On Saturday, Leopard had taken stock in multiples of 50s. At the half-ton mark he was accustomed to a feeling of working his way up to a century.
"From there I just thought I'd hit every ball for a six." Meehan had planted the seed in his mind of trying to overhaul Whitaker's individual premier men's club record when Leopard got to 150.
"We were just talking about getting to all the totals — getting there to 500 — and still batting and being kind of selfish to go as big as we could," said Leopard, who builds farming utensils, such as bale feeders, for Hustler Equipment in Napier.
However, Leopard had lost his wicket in the last ball of the 46th over, having occupied the crease for 181 minutes on a strike rate of 212.
Meehan had followed in 48.1 overs, relishing his occupation of the strip for 169 minutes on an selfless strike rate of 104.38.
The 30-year-old Maraekakaho School teacher had carried that form with an unbeaten 35 runs, including hitting the winning boundary, in the Texans' T20 club victory on Sunday.

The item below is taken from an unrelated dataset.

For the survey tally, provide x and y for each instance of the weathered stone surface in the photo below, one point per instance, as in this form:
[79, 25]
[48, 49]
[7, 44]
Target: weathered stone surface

Leopard said it was obvious NOBM were deficient in the bowling department and had chucked the ball to their part timers. The likes of Ashish Gurung (18 runs from one over), Findlay Marks (49/2), Liam Gallagher (41/2) bore the brunt of the onslaught although regular left-armer Patrick Muldowney also took some stick with 0-42 from three overs.
To their credit, other NOBM regulars stayed under the 10 an-over-mark although three of them gifted 21 wides and three no-balls to offer a snapshot of the pressure they were under.
"They were definitely down on a few seamers," Leopard said, agreeing he and Meehan had to be mindful they weren't going to slip on a banana skin of because of what part-timers can bring to the bowling crease.
He said all the batting crease time was crucial in the build up towards the Texans trying to create history at the nationals in claiming a three-peat as CD qualifiers.
"No one has ever done that so it'll be exciting," he said, believing it was vital to win key moments in the T20 format after the change from the limited-overs one from this year.
In the other two games, Taradale pipped Reynard Health Supplies Havelock North CC by a wicket at Anderson Park, Hastings, while Heretaunga Building Society Cornwall CC edged out Ruahine Motors Central Hawke's Bay by two wickets.
CD batsman Joshua Clarkson (97 runs), at No 4, and No 6 Dominic Thompson (68) put up for CHB's total of 8-270 while Cornwall openers Cam Crawford (86 runs) but another Stags batsman Bayley Wiggins (55) had forged an ideal platform for No 9 Rohan Fendall to see them through on 61 not out on the final ball to post 8-271 in reply. No 10 Caleb Dresser was not out on 16.